Let that sink in—unlike the water in your pipes during the last dry season.
Let’s rewind. Between 2010 and 2020, successive governments pumped $21 billion into WASA. What did we get?
- 4,828 employees
- Only 34% of the population received 24/7 water.
- Reports of internal corruption, sabotage, water-trucking mafias, and unions moonlighting as contractors.
In short: WASA became a waterless wonderland — overstaffed, underperforming, and churning through cash faster than a Carnival all-inclusive on a hot day.
Appointed as Chairman in 2021, Ravindra Nanga walked into this bureaucratic disaster with something rare: a plan and a backbone. And according to his own words, he walked out with his reputation intact and WASA in much better shape.
So what did he do?
- Tackled over 5,000 pipeline leaks.
- Cut excessive overtime costs.
- Modernized the New Services Department to stamp out bribe-for-water schemes.
- And most importantly: Delivered better water to over 500,000 citizens.

WASA chairman Ravindra Nanga (left) speaks with CEO Kelvin Romain at a media briefing at the Ministry of Public Utilities in Port of Spain.
All while dealing with internal sabotage, legacy corruption, and the usual gallery of political backbiting.
Not long after resigning, Nanga found himself at the centre of a political melee. Public Utilities Minister Barry Padarath accused the former WASA board of corruption, specifically regarding a $3 million contract allegedly awarded to a PNM campaign manager just before the election.
Nanga’s response?
“If the Minister understands procurement, he’d know that contracts go through tender, evaluation, and board approval. No individual got any such contract.”
Padarath didn’t back down. He fired back with whistleblower claims, fake boardroom lists, and promises of upcoming “scandalous revelations.” It’s all starting to sound more like an episode of Scandal than a utilities debate.
But here’s what’s hard to ignore: while politicians squabble, Nanga delivered water.
Let’s state the obvious. If what Nanga claims is true—and so far, no hard evidence has emerged to say otherwise—then yes, fixing WASA’s biggest issues may have been easier than we were led to believe.

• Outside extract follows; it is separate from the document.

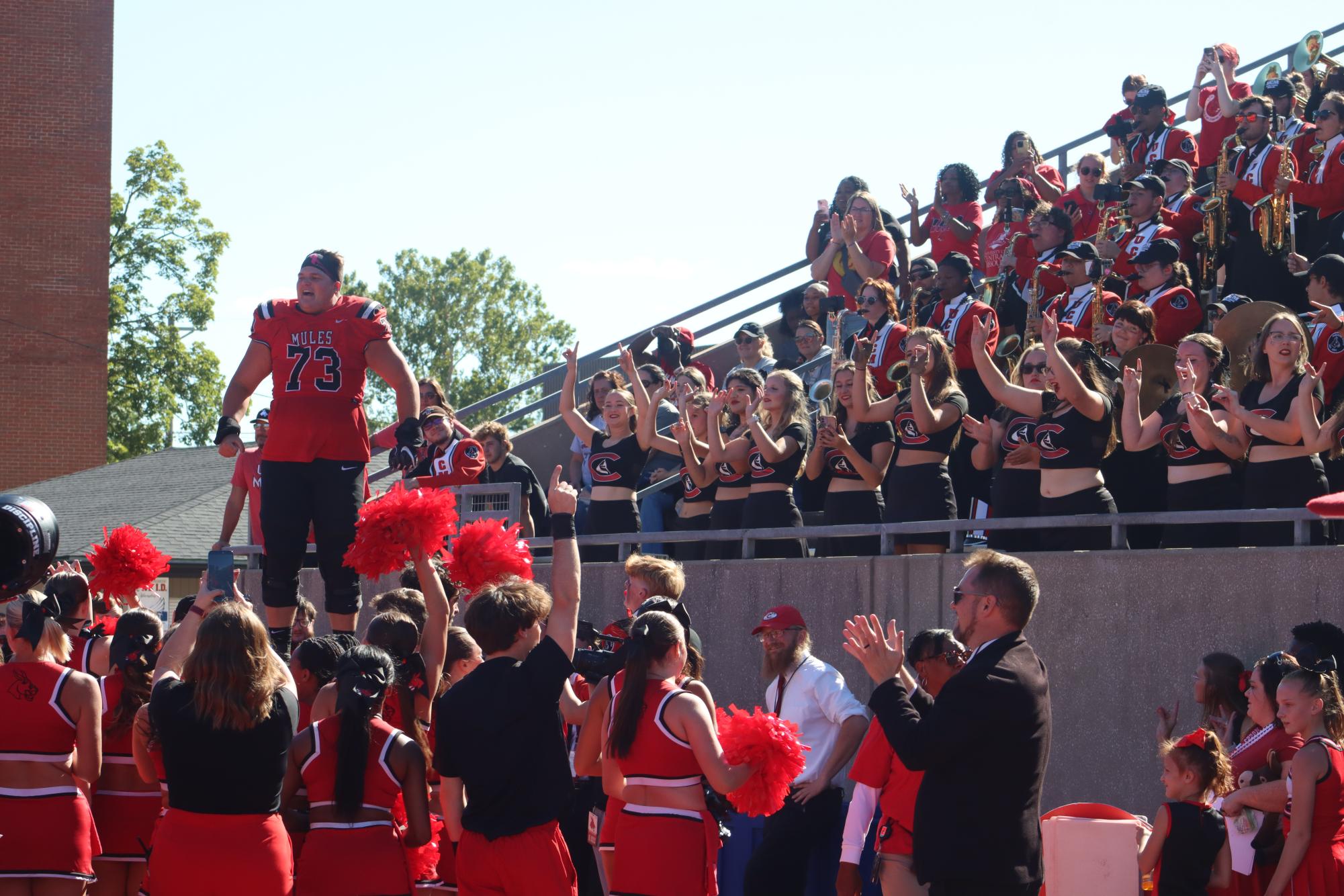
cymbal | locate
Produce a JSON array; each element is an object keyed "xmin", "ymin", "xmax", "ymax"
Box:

Which begs the question: Why didn’t anyone else do it?
Was it political interference? Was it union power plays? Was it plain, old-fashioned incompetence?
Whatever it was, it wasn’t water. And that’s what the people care about.
If fixing WASA was as straightforward as Nanga makes it sound, then Trinidad and Tobago has been robbed of water, time, and trust for far too long.
Maybe the issue was never the leaks. Maybe it was who we had fixing them.
Nanga may have left the building, but if what he claims holds water (pun intended), the country may need to seriously rethink who gets to manage its most basic resource.
And to the political players now playing the blame game?
Let the pipes—and the facts—speak for themselves.